5. There needs God’s teaching, because we are so apt to forsake when we have known the things of God: Ps. cxix. 21, ‘The proud do err from thy commandments.’ What is the reason David was so stead fast in the truth? He did not take it up from the teachings of man, but from the teachings of God. When a man leads us into any truth, another man may lead us out again. But now, when God hath taught us, and impressed truth upon the heart, then it is durable. What is the reason believers are not as fickle as others, and not led away by the impure Gnostics, and like those libertines now among us? 1 John ii. 20, ‘Ye have an unction from the Holy One, and ye know all things.’ They had an unction which came down from Jesus Christ upon their hearts; and then a man is not led away by every fancy, but begins to grow stable in spirit.
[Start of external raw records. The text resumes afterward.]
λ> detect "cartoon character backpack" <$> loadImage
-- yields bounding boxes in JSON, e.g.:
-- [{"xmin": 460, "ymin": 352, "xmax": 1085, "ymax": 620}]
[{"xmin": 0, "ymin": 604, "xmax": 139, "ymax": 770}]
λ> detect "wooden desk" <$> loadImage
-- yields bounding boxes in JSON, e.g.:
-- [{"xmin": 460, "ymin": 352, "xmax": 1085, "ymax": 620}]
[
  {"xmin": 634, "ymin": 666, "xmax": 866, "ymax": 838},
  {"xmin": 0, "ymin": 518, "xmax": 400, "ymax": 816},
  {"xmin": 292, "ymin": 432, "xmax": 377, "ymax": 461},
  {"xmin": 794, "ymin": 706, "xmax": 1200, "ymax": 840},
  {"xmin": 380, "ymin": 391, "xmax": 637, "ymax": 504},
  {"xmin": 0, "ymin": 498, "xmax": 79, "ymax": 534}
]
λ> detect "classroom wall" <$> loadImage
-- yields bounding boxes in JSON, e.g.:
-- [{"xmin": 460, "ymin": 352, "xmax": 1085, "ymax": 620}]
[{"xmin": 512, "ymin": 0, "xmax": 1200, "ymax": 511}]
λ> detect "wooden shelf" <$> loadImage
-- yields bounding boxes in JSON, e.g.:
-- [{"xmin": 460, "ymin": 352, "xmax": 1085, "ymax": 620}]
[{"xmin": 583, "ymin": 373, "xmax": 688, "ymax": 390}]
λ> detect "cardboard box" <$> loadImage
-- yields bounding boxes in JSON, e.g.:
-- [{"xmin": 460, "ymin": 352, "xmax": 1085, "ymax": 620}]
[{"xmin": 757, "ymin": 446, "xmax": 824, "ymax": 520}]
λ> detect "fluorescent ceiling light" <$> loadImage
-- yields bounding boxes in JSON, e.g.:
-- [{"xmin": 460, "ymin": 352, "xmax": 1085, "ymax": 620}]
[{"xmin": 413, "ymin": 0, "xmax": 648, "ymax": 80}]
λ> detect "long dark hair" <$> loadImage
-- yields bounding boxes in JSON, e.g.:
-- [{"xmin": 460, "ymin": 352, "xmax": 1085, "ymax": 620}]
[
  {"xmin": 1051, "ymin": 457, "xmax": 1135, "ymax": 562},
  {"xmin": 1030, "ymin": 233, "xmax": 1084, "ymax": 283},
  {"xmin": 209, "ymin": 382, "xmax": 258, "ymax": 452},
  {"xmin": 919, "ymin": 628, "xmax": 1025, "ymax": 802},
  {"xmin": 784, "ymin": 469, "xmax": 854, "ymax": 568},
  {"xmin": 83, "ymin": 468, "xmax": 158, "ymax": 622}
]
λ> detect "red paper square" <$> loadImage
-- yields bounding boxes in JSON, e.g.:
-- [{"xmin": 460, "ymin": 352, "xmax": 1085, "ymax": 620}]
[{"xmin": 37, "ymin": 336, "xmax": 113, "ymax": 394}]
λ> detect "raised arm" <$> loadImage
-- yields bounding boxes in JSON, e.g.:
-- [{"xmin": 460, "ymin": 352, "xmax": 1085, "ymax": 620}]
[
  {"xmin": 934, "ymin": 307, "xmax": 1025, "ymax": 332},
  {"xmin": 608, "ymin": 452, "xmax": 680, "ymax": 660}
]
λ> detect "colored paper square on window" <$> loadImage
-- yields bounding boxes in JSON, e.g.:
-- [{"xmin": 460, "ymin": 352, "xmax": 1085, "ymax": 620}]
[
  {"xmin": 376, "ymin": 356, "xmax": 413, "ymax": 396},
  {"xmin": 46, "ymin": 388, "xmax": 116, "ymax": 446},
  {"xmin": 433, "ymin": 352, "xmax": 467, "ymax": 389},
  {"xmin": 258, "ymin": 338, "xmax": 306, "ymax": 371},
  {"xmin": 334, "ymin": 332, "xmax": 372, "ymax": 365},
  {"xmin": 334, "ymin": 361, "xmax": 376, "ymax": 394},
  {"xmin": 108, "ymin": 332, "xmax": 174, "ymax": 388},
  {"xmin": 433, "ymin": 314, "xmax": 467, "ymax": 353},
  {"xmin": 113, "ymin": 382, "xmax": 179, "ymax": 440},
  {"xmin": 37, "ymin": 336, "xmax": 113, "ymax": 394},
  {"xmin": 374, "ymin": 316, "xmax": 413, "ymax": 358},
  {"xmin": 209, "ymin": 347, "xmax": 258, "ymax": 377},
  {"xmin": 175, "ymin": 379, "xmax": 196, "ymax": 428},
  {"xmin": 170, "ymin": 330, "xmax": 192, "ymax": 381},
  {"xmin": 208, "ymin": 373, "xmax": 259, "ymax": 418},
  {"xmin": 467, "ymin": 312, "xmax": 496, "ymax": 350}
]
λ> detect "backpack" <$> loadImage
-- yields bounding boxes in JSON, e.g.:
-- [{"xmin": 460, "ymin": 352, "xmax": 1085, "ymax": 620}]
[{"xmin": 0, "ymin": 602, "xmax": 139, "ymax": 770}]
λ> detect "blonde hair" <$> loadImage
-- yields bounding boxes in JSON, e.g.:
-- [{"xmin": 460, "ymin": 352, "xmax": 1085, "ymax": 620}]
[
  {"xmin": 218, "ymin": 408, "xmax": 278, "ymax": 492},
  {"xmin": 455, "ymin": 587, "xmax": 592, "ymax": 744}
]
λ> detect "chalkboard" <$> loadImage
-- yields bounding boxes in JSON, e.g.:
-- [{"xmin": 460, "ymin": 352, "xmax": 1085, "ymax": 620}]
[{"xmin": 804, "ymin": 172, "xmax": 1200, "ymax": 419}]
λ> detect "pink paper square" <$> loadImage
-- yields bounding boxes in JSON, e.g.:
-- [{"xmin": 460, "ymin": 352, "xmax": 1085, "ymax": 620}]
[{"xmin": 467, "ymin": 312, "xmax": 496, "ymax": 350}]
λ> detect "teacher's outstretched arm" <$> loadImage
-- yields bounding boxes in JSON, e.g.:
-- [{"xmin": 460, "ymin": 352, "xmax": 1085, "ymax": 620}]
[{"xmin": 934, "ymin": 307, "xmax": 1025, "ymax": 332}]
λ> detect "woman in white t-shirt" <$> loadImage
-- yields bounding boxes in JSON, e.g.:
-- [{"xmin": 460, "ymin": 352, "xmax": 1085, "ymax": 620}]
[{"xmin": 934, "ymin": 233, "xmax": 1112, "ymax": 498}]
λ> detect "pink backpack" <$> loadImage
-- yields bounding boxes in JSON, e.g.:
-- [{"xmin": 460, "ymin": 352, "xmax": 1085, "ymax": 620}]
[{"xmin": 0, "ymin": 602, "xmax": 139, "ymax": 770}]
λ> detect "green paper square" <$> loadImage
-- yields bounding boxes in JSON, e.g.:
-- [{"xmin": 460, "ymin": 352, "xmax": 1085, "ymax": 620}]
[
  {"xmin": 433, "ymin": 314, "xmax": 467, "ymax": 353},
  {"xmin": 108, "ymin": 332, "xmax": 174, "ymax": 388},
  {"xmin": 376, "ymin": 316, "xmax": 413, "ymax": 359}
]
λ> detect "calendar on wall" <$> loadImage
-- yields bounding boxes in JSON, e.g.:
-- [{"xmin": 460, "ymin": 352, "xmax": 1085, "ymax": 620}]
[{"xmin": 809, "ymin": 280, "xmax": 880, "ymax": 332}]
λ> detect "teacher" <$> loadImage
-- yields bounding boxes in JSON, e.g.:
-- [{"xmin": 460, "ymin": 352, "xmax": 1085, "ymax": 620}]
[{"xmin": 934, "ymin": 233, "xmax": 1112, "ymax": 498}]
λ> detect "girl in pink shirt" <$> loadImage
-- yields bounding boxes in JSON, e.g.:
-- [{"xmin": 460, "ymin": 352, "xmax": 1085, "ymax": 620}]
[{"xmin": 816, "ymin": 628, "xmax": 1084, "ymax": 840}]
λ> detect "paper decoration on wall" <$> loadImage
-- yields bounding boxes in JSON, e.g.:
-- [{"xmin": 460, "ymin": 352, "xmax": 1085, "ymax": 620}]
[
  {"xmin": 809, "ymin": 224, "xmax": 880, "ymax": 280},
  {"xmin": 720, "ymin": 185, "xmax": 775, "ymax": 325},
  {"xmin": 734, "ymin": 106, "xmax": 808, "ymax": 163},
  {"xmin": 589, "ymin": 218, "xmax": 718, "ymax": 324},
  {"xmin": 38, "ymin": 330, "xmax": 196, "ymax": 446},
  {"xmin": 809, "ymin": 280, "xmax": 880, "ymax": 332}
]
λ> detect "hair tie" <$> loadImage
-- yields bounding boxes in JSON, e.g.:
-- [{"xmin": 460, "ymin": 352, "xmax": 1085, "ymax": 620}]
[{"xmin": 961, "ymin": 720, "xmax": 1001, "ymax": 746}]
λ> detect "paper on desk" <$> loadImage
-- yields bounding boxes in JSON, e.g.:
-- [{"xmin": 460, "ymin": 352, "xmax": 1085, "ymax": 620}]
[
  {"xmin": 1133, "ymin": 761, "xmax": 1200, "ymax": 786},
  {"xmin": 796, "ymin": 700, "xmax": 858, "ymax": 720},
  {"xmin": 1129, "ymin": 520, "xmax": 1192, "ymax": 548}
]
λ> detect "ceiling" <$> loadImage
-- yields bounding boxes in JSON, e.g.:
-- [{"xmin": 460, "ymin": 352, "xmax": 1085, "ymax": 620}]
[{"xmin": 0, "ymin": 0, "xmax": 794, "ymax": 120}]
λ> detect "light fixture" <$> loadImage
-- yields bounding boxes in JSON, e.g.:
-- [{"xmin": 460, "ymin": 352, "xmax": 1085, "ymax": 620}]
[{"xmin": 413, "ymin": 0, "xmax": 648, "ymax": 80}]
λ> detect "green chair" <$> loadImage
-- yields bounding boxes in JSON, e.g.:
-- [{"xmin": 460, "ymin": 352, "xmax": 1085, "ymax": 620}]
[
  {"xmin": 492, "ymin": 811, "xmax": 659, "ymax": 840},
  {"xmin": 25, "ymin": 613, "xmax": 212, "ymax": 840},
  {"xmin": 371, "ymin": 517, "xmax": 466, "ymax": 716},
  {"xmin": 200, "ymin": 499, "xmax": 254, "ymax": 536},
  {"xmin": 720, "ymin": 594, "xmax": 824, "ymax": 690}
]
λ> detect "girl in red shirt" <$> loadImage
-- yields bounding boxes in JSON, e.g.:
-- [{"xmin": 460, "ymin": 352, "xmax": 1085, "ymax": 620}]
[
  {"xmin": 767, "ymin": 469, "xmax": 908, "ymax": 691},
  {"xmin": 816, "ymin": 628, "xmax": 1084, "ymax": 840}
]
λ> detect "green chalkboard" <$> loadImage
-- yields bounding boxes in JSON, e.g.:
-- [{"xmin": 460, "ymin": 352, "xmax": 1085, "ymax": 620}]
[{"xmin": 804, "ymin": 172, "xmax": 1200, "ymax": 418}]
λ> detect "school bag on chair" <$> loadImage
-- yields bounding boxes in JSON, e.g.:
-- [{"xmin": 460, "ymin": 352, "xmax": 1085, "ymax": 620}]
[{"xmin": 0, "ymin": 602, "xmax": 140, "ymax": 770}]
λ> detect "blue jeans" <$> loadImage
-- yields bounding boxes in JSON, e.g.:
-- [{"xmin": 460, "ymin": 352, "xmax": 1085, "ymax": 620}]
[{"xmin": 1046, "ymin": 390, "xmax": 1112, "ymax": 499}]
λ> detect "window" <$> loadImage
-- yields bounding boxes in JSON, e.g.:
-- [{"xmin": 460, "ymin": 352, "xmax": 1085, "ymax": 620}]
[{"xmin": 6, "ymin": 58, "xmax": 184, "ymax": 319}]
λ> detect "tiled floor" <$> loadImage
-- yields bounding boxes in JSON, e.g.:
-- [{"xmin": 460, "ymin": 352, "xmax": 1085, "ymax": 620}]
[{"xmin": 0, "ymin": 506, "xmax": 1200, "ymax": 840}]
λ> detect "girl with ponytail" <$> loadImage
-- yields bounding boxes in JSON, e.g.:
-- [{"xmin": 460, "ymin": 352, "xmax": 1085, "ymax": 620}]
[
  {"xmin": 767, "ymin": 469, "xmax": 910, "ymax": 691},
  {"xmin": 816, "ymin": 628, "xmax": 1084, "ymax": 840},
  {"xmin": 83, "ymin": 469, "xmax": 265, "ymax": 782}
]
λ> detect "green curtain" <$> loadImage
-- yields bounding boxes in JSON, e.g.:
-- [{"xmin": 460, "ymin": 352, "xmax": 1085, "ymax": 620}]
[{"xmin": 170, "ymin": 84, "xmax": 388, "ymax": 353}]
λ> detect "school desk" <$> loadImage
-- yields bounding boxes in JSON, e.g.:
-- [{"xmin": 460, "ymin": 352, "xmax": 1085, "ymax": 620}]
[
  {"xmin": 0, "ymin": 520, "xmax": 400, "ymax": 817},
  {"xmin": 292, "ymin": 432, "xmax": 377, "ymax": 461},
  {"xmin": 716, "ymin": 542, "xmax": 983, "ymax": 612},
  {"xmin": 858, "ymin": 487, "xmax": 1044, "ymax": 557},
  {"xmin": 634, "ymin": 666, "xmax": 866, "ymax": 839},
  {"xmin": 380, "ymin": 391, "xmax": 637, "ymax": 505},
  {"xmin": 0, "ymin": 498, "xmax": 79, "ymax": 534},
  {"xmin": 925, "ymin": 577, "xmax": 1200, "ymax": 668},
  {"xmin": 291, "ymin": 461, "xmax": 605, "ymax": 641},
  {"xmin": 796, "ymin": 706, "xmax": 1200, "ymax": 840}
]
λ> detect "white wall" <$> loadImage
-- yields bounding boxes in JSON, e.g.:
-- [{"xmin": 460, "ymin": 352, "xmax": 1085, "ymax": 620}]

6. We cannot tell how to master our corruptions, nor restore reason to its dominion again. It is not enough to bring light into the soul, but we must have power and efficacy, or true conversion will not follow. Man’s reason was to govern his actions. Now, all literal instruction is weak, like a March sun, which draweth up the vapours, but cannot 118scatter them; it can discover sins, but cannot quell them: Rom. vii. 9, ‘When the commandment came, sin revived, and I died.’ He could not tell how to bridle his lusts; he found them more outrageous: ‘The good that I would do, I do not; and the evil which I would not, that I do.’
Thirdly, The benefit and utility of God’s teaching. When God teacheth, truth cometh upon us with more conviction and demonstration, 1 Cor. ii. 6, and so hath a greater awe and sovereignty. Those that have made any trial can judge between being taught of God and men. Those that are taught of men, the charms of rhetoric may sometimes stir up some loose affection, but it doth soon vanish and wear away again; but the work of God makes deep impression upon the soul, and truths are then more affective. Man’s knowledge is sapless, dry, and unsavoury: 2 Peter i. 8, ‘For if these things be in you and abound, they make you that ye shall neither be barren nor unfruitful in the knowledge of our Lord Jesus Christ.’ There may be an empty belief, and a naked and inactive apprehension of Christ, which stirs up no affection; but the light which comes from God enters upon the heart, Prov. ii. 10; it affects the whole soul. It doth not only stay in the fancy, float in the brain, but affect the heart. And then it is renewing. Man’s light may make us more learned but God’s light more holy. We are ‘changed by beholding the glory of God into the same image,’ 2 Cor. iii. 18.